Das Video eines Beteiligten darf nicht so in den Gerichtssaal projiziert werden, dass sich ein anderer um 180° drehen muss, um ihn zu sehen.

25.10.2023Rechtsprechung

Der Bundesfinanzhof (BFH) hat in einem aktuellen Fall die Anforderungen an einer Videoverhandlung nach § 91a Abs. 1 S. 1 Finanzgerichtsordnung (FGO) konkretisiert: Jeder Beteiligte müsse zeitgleich die Richterbank und die anderen Beteiligten visuell und akustisch wahrnehmen können.
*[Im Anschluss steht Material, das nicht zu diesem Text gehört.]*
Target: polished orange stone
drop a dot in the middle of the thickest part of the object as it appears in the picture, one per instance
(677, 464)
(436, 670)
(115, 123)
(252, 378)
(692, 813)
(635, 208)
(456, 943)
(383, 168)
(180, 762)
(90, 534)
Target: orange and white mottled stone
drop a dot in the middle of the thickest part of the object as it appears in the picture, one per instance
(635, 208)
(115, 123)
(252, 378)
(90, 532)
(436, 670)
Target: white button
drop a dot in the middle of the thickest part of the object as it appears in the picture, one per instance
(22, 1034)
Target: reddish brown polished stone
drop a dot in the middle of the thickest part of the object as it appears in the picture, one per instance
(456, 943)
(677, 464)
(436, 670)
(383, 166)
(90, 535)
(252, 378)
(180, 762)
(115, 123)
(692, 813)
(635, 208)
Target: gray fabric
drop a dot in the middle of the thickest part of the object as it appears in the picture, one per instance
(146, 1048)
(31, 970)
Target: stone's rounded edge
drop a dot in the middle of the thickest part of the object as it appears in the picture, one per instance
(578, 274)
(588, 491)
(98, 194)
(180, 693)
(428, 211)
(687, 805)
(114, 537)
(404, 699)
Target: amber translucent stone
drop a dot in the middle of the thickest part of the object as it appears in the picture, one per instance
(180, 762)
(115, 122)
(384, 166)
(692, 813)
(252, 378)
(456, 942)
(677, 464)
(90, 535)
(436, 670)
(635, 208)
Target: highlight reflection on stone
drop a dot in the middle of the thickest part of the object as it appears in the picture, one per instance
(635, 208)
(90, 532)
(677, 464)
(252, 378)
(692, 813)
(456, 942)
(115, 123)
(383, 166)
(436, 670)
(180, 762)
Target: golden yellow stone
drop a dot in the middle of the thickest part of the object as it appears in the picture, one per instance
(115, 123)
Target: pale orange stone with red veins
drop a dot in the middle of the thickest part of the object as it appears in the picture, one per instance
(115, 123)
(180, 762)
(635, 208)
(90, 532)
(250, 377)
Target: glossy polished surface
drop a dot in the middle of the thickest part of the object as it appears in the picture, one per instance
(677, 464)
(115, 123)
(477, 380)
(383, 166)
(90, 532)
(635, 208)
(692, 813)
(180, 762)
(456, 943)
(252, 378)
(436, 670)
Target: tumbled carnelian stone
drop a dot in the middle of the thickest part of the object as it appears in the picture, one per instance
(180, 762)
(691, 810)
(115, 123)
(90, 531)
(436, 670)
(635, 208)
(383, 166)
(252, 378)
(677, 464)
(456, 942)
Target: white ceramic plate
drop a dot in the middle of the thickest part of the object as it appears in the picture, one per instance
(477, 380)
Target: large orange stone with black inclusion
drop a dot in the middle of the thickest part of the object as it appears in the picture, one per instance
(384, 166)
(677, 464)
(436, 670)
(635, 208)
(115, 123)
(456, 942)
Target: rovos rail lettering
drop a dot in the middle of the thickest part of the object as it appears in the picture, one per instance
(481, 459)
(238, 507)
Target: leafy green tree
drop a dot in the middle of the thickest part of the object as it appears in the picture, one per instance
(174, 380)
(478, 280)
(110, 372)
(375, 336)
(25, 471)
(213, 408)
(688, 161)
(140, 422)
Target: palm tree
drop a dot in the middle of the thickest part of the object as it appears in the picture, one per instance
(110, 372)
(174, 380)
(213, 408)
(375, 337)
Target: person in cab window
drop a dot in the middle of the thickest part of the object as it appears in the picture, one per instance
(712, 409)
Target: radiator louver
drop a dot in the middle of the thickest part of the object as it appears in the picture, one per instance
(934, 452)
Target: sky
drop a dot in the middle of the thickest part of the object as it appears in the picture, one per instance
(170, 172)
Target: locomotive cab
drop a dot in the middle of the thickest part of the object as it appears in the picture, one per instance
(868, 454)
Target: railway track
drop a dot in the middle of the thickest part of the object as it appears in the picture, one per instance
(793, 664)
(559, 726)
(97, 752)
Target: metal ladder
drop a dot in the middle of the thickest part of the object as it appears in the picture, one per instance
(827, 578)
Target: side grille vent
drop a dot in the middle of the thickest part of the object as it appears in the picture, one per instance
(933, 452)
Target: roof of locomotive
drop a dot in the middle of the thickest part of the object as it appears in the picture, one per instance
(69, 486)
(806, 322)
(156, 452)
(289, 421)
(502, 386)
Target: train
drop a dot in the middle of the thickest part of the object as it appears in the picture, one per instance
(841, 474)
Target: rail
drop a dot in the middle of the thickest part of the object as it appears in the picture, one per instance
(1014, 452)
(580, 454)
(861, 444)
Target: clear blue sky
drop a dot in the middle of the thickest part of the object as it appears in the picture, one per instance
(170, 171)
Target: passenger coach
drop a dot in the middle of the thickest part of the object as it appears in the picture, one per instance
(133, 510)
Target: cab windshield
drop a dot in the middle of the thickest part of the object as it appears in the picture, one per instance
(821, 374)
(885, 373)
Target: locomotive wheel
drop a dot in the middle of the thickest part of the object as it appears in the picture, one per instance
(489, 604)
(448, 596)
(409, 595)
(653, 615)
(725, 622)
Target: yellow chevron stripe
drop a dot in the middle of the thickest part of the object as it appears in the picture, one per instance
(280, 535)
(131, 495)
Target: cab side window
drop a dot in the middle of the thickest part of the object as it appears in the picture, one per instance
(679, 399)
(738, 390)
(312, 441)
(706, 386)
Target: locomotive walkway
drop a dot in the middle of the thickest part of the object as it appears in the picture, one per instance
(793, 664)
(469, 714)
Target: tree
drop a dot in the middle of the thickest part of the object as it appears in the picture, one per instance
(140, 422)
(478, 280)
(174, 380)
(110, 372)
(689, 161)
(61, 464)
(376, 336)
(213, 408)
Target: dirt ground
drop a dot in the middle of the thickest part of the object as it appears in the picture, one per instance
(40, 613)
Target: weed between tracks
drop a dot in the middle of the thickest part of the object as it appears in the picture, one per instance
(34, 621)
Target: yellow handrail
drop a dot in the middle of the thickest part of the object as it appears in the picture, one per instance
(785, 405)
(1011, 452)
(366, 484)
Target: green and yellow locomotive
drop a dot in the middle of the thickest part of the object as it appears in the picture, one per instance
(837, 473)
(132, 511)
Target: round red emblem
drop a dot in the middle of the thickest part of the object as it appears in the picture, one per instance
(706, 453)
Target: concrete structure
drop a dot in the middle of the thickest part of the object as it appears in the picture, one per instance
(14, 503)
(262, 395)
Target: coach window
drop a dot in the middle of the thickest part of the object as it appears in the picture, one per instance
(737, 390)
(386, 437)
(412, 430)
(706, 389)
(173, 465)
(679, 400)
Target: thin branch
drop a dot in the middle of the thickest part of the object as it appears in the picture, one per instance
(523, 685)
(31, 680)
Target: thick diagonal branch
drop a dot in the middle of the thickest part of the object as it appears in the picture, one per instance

Daran fehle es jedenfalls dann, wenn ein im Gerichtssaal anwesender Beteiligter den zugeschalteten Beteiligten nur sehen kann, wenn er selbst sich 180 Grad dreht (Beschl. v. 18.08.2023, Az. IX B 104/22).

Diese ungünstige Position entstand in einem Verfahren am Finanzgericht (FG) Münster dadurch, dass das Bild des zugeschalteten Finanzbeamten hinter dem Geschäftsführer der Klägerin auf eine Wand projiziert worden war. Er hatte daher nur die Möglichkeit, entweder die Richterbank oder den Beamten anzuschauen. Zudem verpasste er es regelmäßig, den Beamten am Anfang eines Redebeitrags zu sehen, weil er sich immer erst umdrehte, wenn der andere anfing, zu sprechen. Daher sei es ihm nicht möglich gewesen sei, die Mimik und Gestik aller Teilnehmer der mündlichen Verhandlung zu beobachten. In der Beschwerde gegen die Nichtzulassung der Revision rügt die Klägerin unter anderem diesen Umstand als Verfahrensfehler.

Alle Beteiligten müssen sich gegenseitig zeitgleich wahrnehmen können

Der BFH gab ihr nun Recht, hob das Urteil des FG Münster auf und verwies die Sache zurück. Der Anspruch auf rechtliches Gehör sei hier verletzt. Dieser umfasse auch das Recht auf Teilnahme an der mündlichen Verhandlung, bei der die Verfahrensbeteiligten in der Lage sein müssten, sich über den gesamten Verfahrensstoff zu informieren. Das Geschehen müsse daher vollständig übermittelt werden. Der Bildausschnitt dürfe sich deshalb nicht auf einzelne Beteiligte – etwa den Vorsitzenden – beschränken. Verbale und nonverbale Äußerungen müssten wie bei persönlicher Präsenz wahrnehmbar sein.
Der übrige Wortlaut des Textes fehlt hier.